A project that is an attempt to rehabilitate and generalize a data ingestion/importation service originally built for a retail, e-commerce platform. It aims to provide a robust solution for mapping intermediate representations of database records (CSV at the moment) to persisted data. The process allows simulation, validation, and control of the arrangement of the final data form. The ultimate goal is a project that is flexible enough to use in a pure-Ruby, Rails, or standalone application backed by data storage of your choice (as long as model representations can be accessed via Ruby).
Currently, there's not much here. This document will be updated with friendlier bits once the project is close to usable. Until then, what follows is disjointed bits of the original README file that still mostly apply.
This section contain general explanation for the internal implementation of the data compliation process. It includes flowchats outlining each level of the process. Not every tiny detail is included here as the service itself is rather complex and expansive.
Much more specific documentation as to API, purpose, and rationale is provided inside each ruby code file in the form of Tomdoc comments.
The top-most level of the Importer service workflow is reasonably straightforward. Simulation is mandatory when imports are performed via the Importer::Processors::Import class. The overall workflow can accept data from the web form or a RESTful request.
The primary iteration during an import is performed on each group code. Group codes are typically the SKU used for a Product, wether it parents Variants or not. All operations will be placed into separate sets by the group code and each invocation of Importer internals will operate on that set of Operation objects.
Generally speaking, error catching is done for each operation group. All other errors raised at this time will be considered unhandled, exceptional behavior. The structure of the service is such that the code used between simulations and imports differs as little as is possible, to allow simulations to be reasonable representations of the actual import process.
Currently simulation is unable to validate data against database-level validations. This results in some small circumstances where code validations raise no errors, but attempting to persist the same record results in an error from postgresql.
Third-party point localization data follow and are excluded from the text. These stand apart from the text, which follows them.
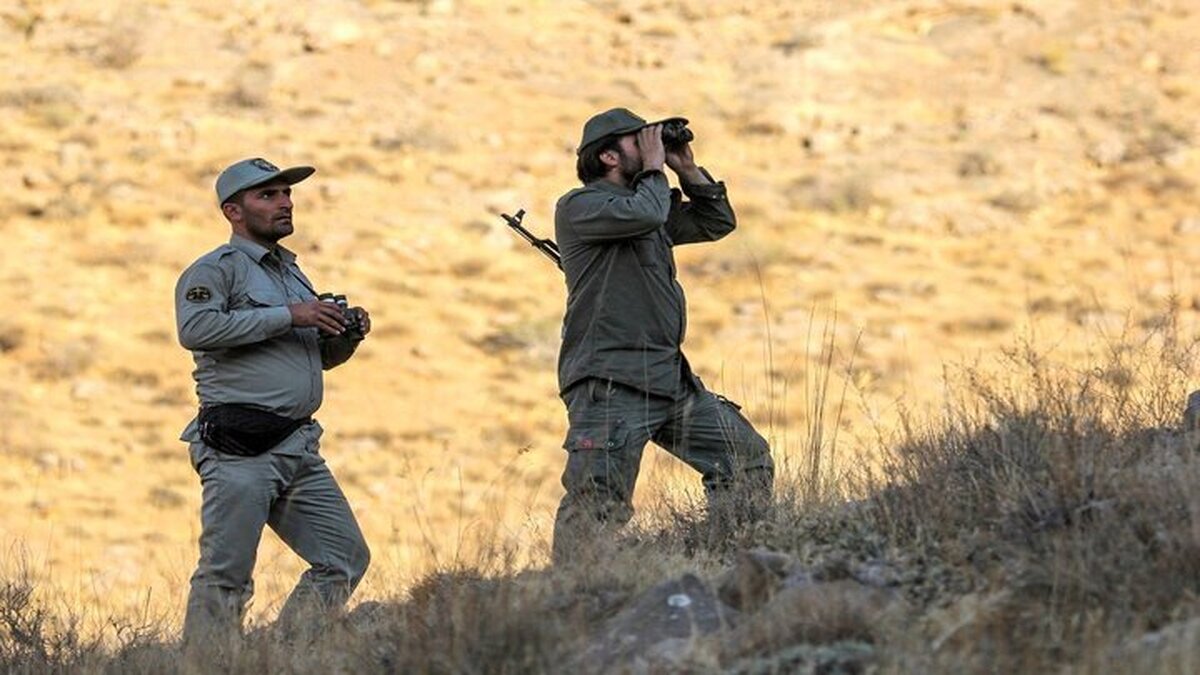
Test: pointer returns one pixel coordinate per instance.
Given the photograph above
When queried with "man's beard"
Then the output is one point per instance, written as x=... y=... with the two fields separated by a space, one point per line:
x=629 y=167
x=268 y=228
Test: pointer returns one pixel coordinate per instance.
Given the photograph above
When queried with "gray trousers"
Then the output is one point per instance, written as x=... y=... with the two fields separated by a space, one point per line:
x=610 y=425
x=292 y=490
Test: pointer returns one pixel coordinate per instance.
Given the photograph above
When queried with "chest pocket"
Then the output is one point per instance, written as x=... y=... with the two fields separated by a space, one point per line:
x=262 y=296
x=647 y=250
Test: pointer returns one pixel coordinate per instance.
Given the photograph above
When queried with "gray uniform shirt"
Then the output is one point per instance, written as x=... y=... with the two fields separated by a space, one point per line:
x=625 y=312
x=232 y=312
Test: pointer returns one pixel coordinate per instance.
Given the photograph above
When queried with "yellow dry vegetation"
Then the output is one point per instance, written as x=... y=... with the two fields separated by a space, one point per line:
x=927 y=180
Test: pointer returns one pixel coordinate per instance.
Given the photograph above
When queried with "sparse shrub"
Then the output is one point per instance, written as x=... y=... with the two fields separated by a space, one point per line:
x=250 y=87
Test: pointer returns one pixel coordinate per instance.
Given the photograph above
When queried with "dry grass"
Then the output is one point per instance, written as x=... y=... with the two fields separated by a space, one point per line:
x=1047 y=520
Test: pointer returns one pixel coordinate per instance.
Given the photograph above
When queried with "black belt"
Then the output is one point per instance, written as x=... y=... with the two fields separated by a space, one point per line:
x=244 y=430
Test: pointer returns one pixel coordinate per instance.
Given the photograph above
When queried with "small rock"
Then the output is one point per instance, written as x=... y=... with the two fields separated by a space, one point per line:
x=659 y=623
x=1108 y=151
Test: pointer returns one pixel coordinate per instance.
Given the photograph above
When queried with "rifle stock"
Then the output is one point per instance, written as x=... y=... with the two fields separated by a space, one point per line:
x=547 y=246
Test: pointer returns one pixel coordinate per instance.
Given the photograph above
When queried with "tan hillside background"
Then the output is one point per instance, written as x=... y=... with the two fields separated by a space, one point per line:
x=934 y=181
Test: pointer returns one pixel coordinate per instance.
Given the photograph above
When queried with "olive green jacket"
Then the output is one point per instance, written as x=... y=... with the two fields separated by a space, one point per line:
x=232 y=314
x=625 y=311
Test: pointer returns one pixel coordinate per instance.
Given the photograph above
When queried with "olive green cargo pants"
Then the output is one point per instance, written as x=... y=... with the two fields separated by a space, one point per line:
x=610 y=425
x=289 y=489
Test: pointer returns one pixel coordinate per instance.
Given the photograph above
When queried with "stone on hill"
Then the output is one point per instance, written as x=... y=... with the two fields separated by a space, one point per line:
x=657 y=627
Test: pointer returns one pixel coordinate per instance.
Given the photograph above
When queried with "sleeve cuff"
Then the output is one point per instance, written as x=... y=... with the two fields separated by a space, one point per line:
x=279 y=320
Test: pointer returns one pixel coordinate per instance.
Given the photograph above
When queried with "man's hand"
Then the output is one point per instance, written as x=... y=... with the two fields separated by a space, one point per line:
x=364 y=320
x=649 y=142
x=682 y=161
x=324 y=316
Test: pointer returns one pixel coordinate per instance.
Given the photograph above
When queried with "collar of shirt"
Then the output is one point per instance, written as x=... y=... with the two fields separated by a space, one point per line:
x=257 y=251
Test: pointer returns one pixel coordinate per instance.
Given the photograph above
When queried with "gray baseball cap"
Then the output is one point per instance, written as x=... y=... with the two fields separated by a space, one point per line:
x=616 y=121
x=256 y=171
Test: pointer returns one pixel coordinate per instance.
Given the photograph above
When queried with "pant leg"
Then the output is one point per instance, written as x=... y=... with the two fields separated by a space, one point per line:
x=237 y=496
x=313 y=518
x=711 y=435
x=609 y=426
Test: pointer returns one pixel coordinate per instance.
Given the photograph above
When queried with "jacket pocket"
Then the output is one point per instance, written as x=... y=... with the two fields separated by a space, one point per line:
x=606 y=437
x=264 y=297
x=647 y=251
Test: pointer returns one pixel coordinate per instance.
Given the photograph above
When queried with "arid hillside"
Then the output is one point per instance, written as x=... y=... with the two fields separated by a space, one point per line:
x=927 y=181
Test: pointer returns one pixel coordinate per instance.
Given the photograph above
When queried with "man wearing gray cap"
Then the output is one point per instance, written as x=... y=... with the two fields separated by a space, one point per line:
x=261 y=339
x=622 y=371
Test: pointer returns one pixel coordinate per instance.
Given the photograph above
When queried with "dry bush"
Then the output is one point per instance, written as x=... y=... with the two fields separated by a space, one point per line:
x=1060 y=493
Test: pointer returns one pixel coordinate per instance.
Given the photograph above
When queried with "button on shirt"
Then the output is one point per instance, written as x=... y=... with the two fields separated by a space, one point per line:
x=232 y=312
x=625 y=312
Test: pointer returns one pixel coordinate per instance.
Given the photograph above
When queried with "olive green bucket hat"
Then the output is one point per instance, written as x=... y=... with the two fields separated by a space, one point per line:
x=617 y=121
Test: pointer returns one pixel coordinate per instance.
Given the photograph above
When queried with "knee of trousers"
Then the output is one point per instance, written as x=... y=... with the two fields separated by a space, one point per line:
x=352 y=562
x=348 y=566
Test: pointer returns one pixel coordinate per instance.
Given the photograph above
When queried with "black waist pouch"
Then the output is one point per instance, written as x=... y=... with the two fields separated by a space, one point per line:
x=243 y=430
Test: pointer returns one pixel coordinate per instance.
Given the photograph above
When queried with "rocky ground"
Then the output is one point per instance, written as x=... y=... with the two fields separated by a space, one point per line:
x=922 y=183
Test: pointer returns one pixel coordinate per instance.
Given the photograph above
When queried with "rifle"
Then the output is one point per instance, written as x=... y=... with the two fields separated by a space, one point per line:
x=546 y=246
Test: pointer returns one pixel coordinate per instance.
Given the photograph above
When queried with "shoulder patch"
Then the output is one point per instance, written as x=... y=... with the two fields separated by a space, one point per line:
x=198 y=294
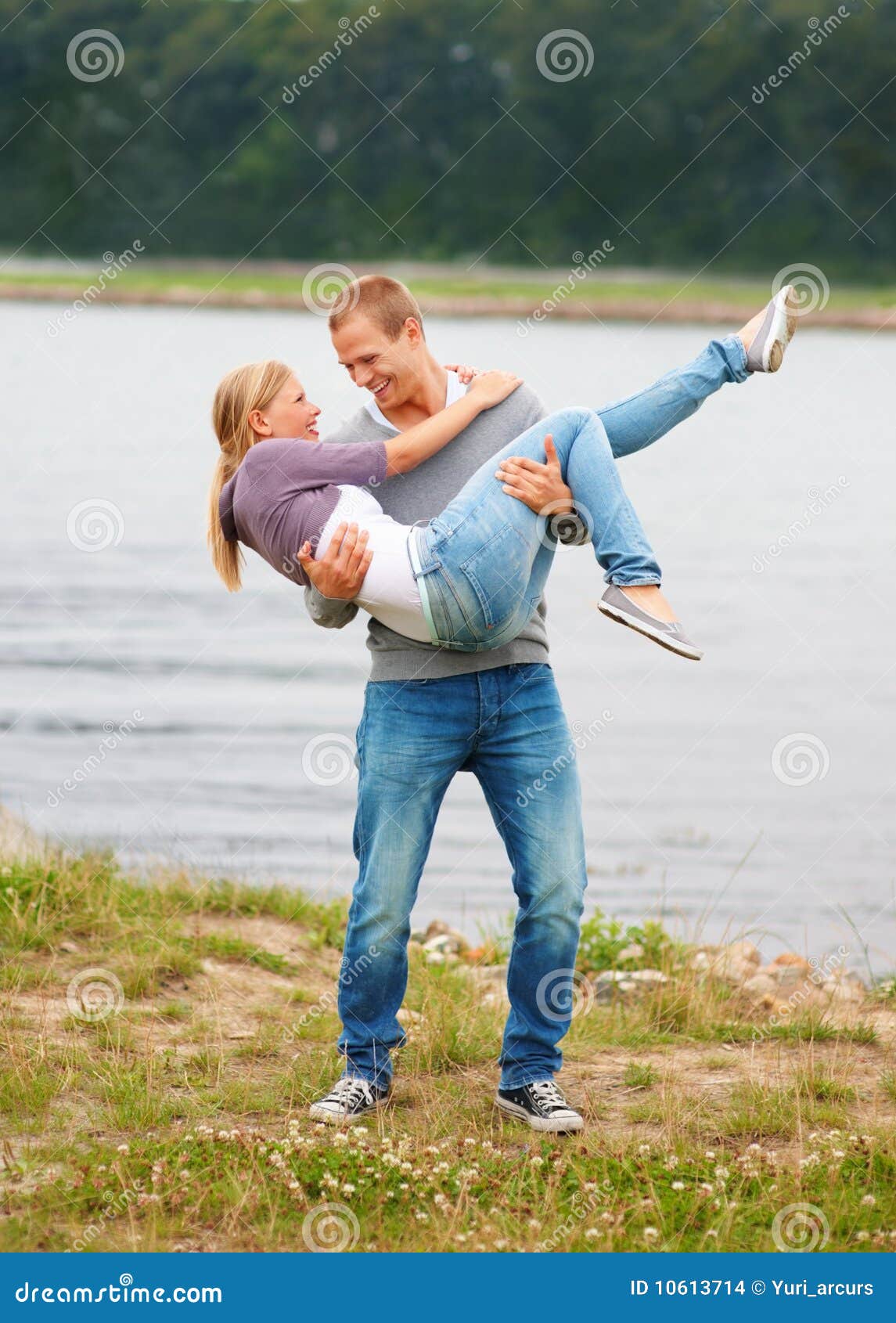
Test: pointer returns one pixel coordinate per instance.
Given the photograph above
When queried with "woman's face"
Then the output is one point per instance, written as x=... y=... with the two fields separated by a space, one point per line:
x=289 y=414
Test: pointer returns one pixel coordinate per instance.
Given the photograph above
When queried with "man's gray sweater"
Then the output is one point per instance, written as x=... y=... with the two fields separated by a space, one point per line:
x=423 y=494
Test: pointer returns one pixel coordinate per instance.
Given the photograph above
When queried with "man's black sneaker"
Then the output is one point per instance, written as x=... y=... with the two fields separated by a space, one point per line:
x=349 y=1097
x=542 y=1105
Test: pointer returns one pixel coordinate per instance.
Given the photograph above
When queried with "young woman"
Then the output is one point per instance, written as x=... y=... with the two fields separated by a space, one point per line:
x=471 y=579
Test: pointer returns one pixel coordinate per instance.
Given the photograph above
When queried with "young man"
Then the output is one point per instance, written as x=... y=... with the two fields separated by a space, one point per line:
x=430 y=713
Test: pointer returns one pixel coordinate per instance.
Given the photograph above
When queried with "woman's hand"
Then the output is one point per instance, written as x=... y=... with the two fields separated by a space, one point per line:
x=538 y=486
x=340 y=571
x=491 y=388
x=464 y=372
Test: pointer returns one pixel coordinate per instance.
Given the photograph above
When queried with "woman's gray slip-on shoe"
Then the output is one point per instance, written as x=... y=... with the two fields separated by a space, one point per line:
x=767 y=348
x=668 y=634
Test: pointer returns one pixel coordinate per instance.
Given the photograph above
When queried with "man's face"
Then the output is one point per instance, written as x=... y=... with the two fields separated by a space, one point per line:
x=389 y=370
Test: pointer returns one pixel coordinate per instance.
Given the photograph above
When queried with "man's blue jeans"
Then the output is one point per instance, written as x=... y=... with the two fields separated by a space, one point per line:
x=508 y=728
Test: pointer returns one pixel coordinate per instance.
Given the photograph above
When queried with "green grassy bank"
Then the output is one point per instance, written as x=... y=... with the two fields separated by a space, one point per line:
x=160 y=1045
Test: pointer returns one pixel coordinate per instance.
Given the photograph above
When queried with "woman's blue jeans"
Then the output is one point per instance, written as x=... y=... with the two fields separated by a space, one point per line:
x=483 y=564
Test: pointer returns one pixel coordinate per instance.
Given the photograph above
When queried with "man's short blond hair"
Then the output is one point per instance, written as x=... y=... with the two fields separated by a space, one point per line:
x=386 y=302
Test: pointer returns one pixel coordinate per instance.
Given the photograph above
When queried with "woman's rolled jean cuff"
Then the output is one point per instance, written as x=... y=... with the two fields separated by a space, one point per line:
x=628 y=581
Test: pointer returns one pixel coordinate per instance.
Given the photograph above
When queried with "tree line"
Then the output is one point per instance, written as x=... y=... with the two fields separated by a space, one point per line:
x=704 y=132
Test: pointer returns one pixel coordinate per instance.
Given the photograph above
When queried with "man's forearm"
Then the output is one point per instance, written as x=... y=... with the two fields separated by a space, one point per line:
x=331 y=613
The Translation procedure for a group of Operation objects into actual ActiveRecord models is outlined here. It is a reasonably complicated process given that the dimentionality of our input data does not map 1-to-1 to our internal data structures. In addition, there is a great deal of domain knowledge dealing with business process, data policy, as well as association structure baked into each of the build procedures.
The build procedure for each model instance is reasonably similar for each model. The logic that differs for each specific model has little to do with the overall procedure, and tends to only affect context or criteria for generating attributes or querying/detecting existing model instances in a given relation or table.